WASHINGTON — The cult of Ron Paul seems to be picking up lots of new members — and some serious money.
The 72-year-old Republican presidential candidate — a conservative-libertarian congressman from Texas whose anti-war fundamentalism has attracted a broad youth following and Internet buzz — has been widely considered a long shot all year, with his campaign running on a shoestring budget and not much more than gumption.
Or so it appeared until Wednesday, when Paul's team announced that it had raised about $5.1 million from July through September.

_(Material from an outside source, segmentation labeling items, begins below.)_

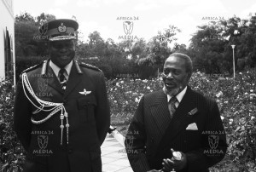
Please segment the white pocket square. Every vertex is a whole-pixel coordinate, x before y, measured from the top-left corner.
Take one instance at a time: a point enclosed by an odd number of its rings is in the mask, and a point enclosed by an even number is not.
[[[188,127],[186,128],[186,130],[198,130],[197,125],[195,123],[190,123],[189,125],[188,125]]]

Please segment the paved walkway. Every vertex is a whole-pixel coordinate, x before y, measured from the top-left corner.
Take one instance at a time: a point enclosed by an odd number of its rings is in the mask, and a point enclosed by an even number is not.
[[[133,172],[124,144],[113,135],[107,135],[102,145],[102,172]]]

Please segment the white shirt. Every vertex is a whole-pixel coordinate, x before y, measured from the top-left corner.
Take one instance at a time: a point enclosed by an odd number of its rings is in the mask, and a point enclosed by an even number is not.
[[[187,91],[187,86],[183,89],[183,90],[182,90],[179,94],[177,94],[176,95],[176,98],[177,100],[177,101],[175,102],[175,106],[177,107],[179,103],[181,102],[181,100],[183,100],[185,93]],[[172,98],[171,95],[167,95],[167,103],[169,103],[170,99]]]
[[[51,60],[49,60],[49,66],[52,68],[52,70],[54,71],[55,76],[58,77],[59,81],[60,81],[60,76],[59,76],[59,72],[61,68],[56,66],[55,64],[54,64]],[[68,63],[64,68],[66,69],[67,72],[64,72],[63,75],[65,76],[67,81],[68,80],[68,77],[71,72],[71,67],[73,66],[73,60],[70,61],[70,63]]]

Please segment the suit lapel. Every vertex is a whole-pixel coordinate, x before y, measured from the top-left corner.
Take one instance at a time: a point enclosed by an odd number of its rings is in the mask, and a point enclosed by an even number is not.
[[[155,99],[154,104],[150,106],[151,114],[161,134],[164,135],[171,121],[168,110],[167,95],[162,91]]]
[[[76,85],[82,81],[82,76],[83,75],[77,72],[75,64],[73,63],[71,68],[68,81],[67,83],[67,89],[65,91],[64,97],[67,97],[76,87]]]
[[[173,118],[170,122],[166,132],[159,145],[160,148],[166,146],[181,130],[188,126],[191,120],[191,117],[189,117],[188,113],[195,107],[196,104],[194,92],[188,87],[187,92],[173,114]]]

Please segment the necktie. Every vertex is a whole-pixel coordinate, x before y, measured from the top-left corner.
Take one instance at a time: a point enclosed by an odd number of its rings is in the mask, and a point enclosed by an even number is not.
[[[60,75],[60,82],[62,87],[62,89],[65,90],[66,89],[66,85],[67,85],[67,78],[64,76],[64,72],[66,72],[66,69],[61,68],[59,72],[59,75]]]
[[[171,119],[173,118],[173,114],[177,109],[177,107],[175,106],[175,103],[177,101],[176,97],[172,97],[169,100],[168,103],[168,109],[170,112],[170,116],[171,116]]]

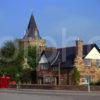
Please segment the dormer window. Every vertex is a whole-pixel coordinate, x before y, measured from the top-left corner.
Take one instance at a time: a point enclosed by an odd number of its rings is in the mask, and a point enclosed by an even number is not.
[[[86,67],[90,67],[90,66],[91,66],[91,59],[85,59],[85,60],[84,60],[84,65],[85,65]]]
[[[97,60],[96,60],[96,66],[97,66],[98,68],[100,68],[100,59],[97,59]]]

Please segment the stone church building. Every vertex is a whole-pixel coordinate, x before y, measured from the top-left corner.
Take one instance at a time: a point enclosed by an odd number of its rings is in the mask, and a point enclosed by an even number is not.
[[[34,16],[32,15],[28,28],[20,45],[37,46],[40,57],[37,66],[38,84],[72,85],[71,71],[77,68],[80,72],[80,82],[96,82],[100,80],[100,49],[93,44],[84,44],[81,39],[75,41],[75,46],[66,48],[47,48],[46,41],[41,38]]]

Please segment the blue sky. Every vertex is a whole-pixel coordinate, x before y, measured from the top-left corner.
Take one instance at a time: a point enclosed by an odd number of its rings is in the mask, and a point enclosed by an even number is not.
[[[1,0],[0,45],[24,36],[31,13],[47,46],[74,45],[77,37],[100,46],[100,0]]]

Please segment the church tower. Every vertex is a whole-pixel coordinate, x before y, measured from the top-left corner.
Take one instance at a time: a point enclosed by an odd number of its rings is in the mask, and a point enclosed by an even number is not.
[[[40,53],[45,49],[46,41],[41,38],[33,15],[30,17],[26,33],[24,37],[19,40],[19,44],[22,48],[26,48],[29,45],[36,46]]]

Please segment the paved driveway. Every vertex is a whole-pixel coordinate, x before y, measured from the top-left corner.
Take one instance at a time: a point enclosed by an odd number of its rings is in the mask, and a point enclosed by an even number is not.
[[[0,90],[0,100],[100,100],[100,95],[96,92]]]

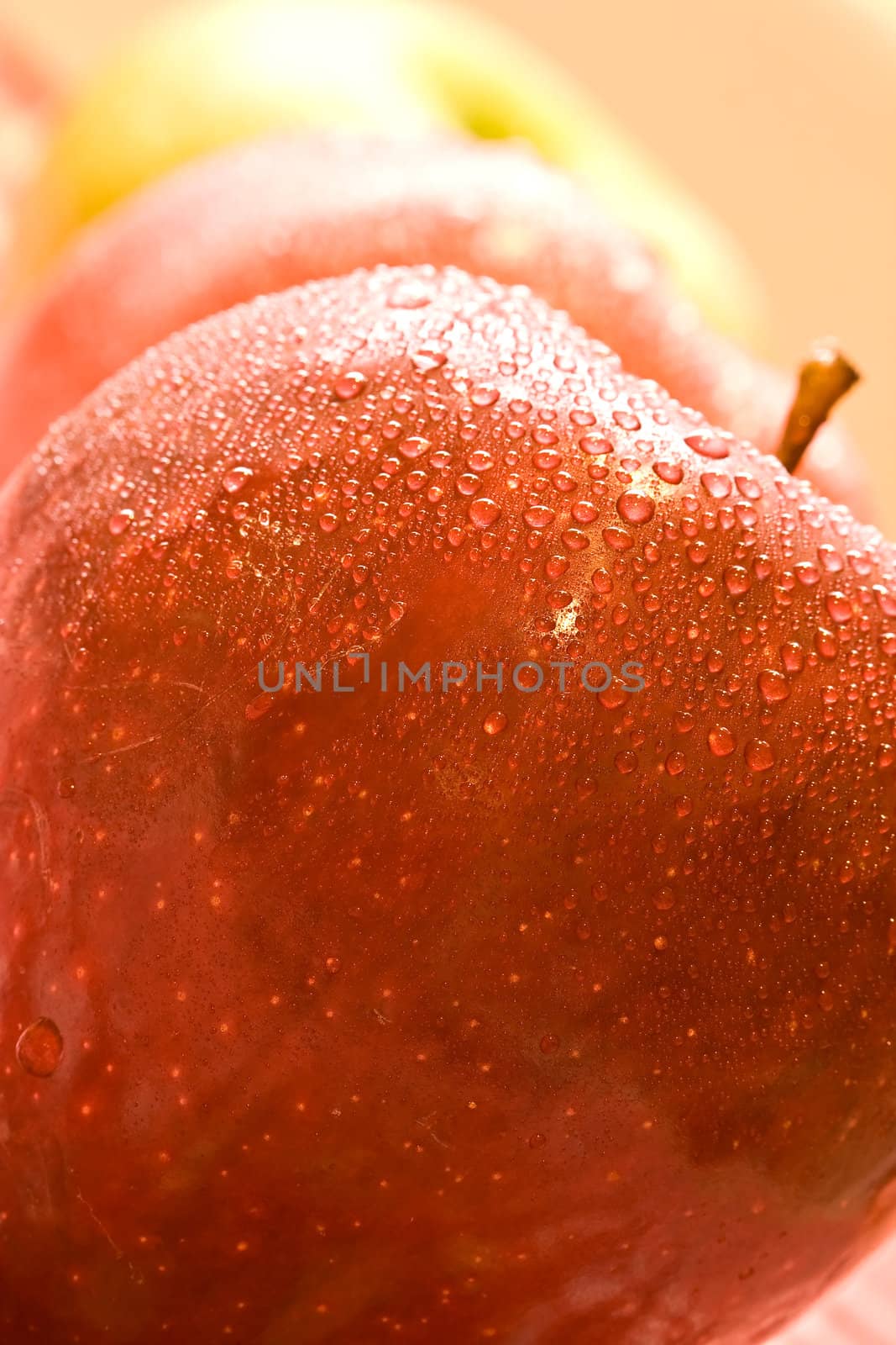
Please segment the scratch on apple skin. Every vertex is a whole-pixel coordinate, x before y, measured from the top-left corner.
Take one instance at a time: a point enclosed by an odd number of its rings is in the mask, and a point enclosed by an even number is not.
[[[85,1196],[83,1196],[83,1193],[81,1190],[75,1190],[75,1200],[81,1201],[81,1204],[85,1206],[85,1209],[90,1215],[90,1219],[93,1220],[93,1223],[97,1225],[97,1228],[99,1229],[99,1232],[102,1233],[102,1236],[109,1243],[109,1245],[111,1247],[113,1252],[116,1254],[116,1260],[124,1260],[124,1262],[126,1262],[128,1270],[130,1271],[130,1278],[134,1280],[136,1284],[142,1284],[144,1276],[136,1268],[136,1266],[133,1264],[133,1262],[128,1260],[128,1258],[125,1256],[125,1254],[121,1250],[121,1247],[118,1245],[118,1243],[114,1240],[114,1237],[111,1236],[111,1233],[109,1232],[109,1229],[106,1228],[106,1225],[103,1224],[103,1221],[99,1219],[99,1216],[94,1210],[93,1205],[87,1200],[85,1200]]]
[[[34,818],[35,833],[38,835],[38,858],[40,863],[40,882],[43,885],[43,893],[47,900],[50,900],[51,890],[51,870],[50,870],[50,819],[46,814],[43,806],[35,799],[34,794],[27,790],[19,790],[15,785],[8,785],[5,790],[0,790],[0,807],[3,806],[13,808],[28,808],[31,816]]]
[[[419,1119],[416,1122],[416,1124],[420,1127],[420,1130],[426,1131],[426,1134],[430,1137],[430,1139],[433,1141],[433,1143],[438,1145],[439,1149],[450,1149],[451,1146],[447,1145],[443,1139],[439,1139],[439,1137],[433,1130],[431,1122],[434,1120],[434,1118],[435,1118],[435,1112],[433,1112],[429,1116],[423,1116],[422,1119]]]

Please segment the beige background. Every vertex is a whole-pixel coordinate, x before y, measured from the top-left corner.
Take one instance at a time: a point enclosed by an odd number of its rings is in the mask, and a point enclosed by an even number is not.
[[[159,0],[3,0],[77,70]],[[420,0],[426,3],[426,0]],[[591,86],[736,233],[771,354],[834,335],[896,535],[896,0],[480,0]]]

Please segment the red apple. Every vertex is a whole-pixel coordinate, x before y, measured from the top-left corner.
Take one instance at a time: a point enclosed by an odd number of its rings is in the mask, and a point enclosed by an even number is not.
[[[0,560],[7,1340],[743,1345],[873,1236],[876,530],[380,268],[122,370]]]
[[[794,379],[708,331],[643,245],[524,148],[297,136],[193,164],[82,235],[0,363],[0,467],[126,360],[258,293],[376,262],[455,264],[529,285],[716,424],[774,451]],[[865,514],[825,429],[822,492]]]

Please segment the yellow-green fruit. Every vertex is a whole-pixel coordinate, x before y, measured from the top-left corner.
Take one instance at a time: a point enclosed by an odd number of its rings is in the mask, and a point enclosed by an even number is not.
[[[154,17],[60,126],[26,213],[20,272],[176,164],[302,125],[524,137],[586,176],[711,323],[755,332],[755,284],[732,241],[587,93],[502,27],[419,0],[228,0]]]

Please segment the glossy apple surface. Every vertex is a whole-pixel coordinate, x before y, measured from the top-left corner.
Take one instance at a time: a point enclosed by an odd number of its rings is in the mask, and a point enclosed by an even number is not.
[[[153,15],[75,98],[21,229],[39,269],[89,219],[211,149],[290,128],[520,137],[582,174],[713,325],[756,335],[743,256],[570,74],[462,5],[236,0]]]
[[[258,293],[379,262],[529,285],[627,369],[715,424],[778,444],[795,379],[711,332],[637,237],[524,148],[277,137],[192,164],[82,234],[0,355],[0,468],[145,347]],[[862,465],[825,428],[803,465],[869,512]]]
[[[528,295],[383,268],[121,371],[0,558],[9,1340],[743,1345],[875,1235],[876,530]]]

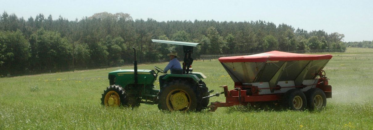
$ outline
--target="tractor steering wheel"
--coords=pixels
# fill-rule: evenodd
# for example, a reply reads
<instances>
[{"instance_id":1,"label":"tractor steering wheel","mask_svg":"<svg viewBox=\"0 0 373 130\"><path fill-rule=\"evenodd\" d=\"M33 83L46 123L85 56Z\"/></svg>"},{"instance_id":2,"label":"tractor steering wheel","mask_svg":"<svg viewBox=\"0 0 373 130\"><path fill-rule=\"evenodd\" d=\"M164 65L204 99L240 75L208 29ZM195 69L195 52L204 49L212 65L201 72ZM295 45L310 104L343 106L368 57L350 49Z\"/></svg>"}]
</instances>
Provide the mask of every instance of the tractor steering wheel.
<instances>
[{"instance_id":1,"label":"tractor steering wheel","mask_svg":"<svg viewBox=\"0 0 373 130\"><path fill-rule=\"evenodd\" d=\"M159 72L161 72L162 73L163 73L163 74L164 73L164 72L163 72L163 70L162 70L162 69L161 69L159 68L158 68L158 67L154 66L154 68L156 69L156 70L157 70L157 75L158 74L158 73L159 73Z\"/></svg>"}]
</instances>

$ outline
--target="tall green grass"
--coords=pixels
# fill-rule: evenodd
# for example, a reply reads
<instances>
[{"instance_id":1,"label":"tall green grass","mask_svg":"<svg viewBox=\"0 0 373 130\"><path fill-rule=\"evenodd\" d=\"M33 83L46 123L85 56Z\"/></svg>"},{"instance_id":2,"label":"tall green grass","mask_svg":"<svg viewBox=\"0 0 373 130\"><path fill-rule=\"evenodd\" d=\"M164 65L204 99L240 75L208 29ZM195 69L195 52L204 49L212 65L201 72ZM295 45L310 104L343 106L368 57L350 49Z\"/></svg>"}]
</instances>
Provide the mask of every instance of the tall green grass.
<instances>
[{"instance_id":1,"label":"tall green grass","mask_svg":"<svg viewBox=\"0 0 373 130\"><path fill-rule=\"evenodd\" d=\"M373 49L348 48L334 56L324 70L333 98L317 111L248 107L209 112L162 112L156 105L133 110L107 108L100 98L109 85L107 73L131 66L0 78L0 129L372 129ZM347 59L346 57L368 57ZM142 65L139 69L164 67ZM196 61L210 89L233 82L216 60ZM157 81L155 83L159 88ZM224 101L223 96L210 101Z\"/></svg>"}]
</instances>

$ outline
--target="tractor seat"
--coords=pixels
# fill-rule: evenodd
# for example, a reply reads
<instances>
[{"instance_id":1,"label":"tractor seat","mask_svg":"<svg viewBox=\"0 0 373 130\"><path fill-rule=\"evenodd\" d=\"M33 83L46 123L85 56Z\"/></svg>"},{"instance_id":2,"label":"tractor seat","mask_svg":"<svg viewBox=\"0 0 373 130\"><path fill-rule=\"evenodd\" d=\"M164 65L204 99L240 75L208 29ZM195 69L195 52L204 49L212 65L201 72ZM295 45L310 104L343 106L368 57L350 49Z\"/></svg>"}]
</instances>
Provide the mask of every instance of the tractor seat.
<instances>
[{"instance_id":1,"label":"tractor seat","mask_svg":"<svg viewBox=\"0 0 373 130\"><path fill-rule=\"evenodd\" d=\"M171 69L171 74L183 74L183 69Z\"/></svg>"}]
</instances>

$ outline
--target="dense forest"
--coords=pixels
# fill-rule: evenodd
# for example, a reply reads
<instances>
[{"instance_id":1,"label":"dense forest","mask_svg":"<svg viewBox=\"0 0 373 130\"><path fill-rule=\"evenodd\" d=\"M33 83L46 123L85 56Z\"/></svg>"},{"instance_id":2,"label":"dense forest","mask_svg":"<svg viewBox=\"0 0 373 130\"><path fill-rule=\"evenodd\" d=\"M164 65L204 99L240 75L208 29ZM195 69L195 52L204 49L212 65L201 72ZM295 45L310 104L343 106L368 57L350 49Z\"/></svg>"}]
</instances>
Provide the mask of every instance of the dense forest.
<instances>
[{"instance_id":1,"label":"dense forest","mask_svg":"<svg viewBox=\"0 0 373 130\"><path fill-rule=\"evenodd\" d=\"M363 40L362 42L345 42L347 47L373 48L373 41Z\"/></svg>"},{"instance_id":2,"label":"dense forest","mask_svg":"<svg viewBox=\"0 0 373 130\"><path fill-rule=\"evenodd\" d=\"M181 46L152 39L201 43L193 53L198 57L275 50L344 50L344 37L261 20L159 22L107 12L72 21L41 14L25 20L4 12L0 15L0 75L121 65L133 62L132 46L140 63L166 61L172 51L182 55Z\"/></svg>"}]
</instances>

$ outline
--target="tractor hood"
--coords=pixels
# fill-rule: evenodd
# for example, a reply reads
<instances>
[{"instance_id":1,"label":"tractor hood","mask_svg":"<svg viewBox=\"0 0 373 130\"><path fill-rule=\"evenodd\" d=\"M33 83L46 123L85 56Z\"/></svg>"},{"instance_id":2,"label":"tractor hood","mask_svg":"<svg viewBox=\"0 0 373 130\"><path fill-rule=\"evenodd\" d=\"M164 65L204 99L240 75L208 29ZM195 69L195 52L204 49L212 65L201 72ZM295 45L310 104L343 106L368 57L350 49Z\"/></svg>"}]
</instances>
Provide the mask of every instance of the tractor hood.
<instances>
[{"instance_id":1,"label":"tractor hood","mask_svg":"<svg viewBox=\"0 0 373 130\"><path fill-rule=\"evenodd\" d=\"M153 71L151 69L138 69L138 74L152 74L151 72ZM119 69L109 72L109 75L122 74L134 74L135 70L134 69Z\"/></svg>"}]
</instances>

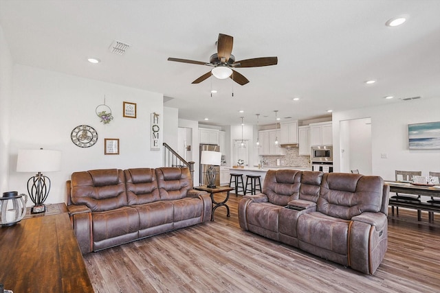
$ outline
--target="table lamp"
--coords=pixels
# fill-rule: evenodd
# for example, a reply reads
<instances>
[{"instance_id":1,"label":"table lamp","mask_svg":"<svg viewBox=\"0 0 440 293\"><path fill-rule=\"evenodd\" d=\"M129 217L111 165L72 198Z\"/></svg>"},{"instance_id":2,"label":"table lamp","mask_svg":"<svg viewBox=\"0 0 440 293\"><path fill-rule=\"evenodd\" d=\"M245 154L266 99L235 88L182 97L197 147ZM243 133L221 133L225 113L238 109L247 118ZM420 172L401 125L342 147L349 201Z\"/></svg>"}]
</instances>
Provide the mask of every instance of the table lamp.
<instances>
[{"instance_id":1,"label":"table lamp","mask_svg":"<svg viewBox=\"0 0 440 293\"><path fill-rule=\"evenodd\" d=\"M204 150L201 152L201 158L200 163L203 165L210 165L210 167L206 171L206 181L208 188L215 188L215 175L216 171L214 165L219 166L221 163L221 153L220 152L212 152L210 150Z\"/></svg>"},{"instance_id":2,"label":"table lamp","mask_svg":"<svg viewBox=\"0 0 440 293\"><path fill-rule=\"evenodd\" d=\"M17 172L37 172L28 180L28 192L34 206L32 213L43 213L44 202L50 191L50 179L41 172L59 171L61 152L49 150L19 150L16 160Z\"/></svg>"}]
</instances>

That puts his total at more than $8 million for this year.
That may seem like spare change compared to Democrat Hillary Clinton's $27 million third-quarter take, but it puts Paul in range of several other contenders:
_ Democrat Bill Richardson and Republican John McCain estimated that they each had raised about as much as Paul did for the quarter.
_ Democrat John Edwards reported raising about $7 million.
_ Republican Fred Thompson is expected to report that he raised about $8 million — and he's running second to Rudy Giuliani in national polls.
_ Democrats Joseph Biden and Christopher Dodd combined were expected to have less cash to show for the reporting period than Paul has raised.
The announcement on the campaign's Web site said that Paul's growing appeal stands "in stark contrast" to the fundraising trends for Republicans Mitt Romney, Giuliani and McCain. That is, Paul's total take rose sharply in the third quarter, while their donations declined.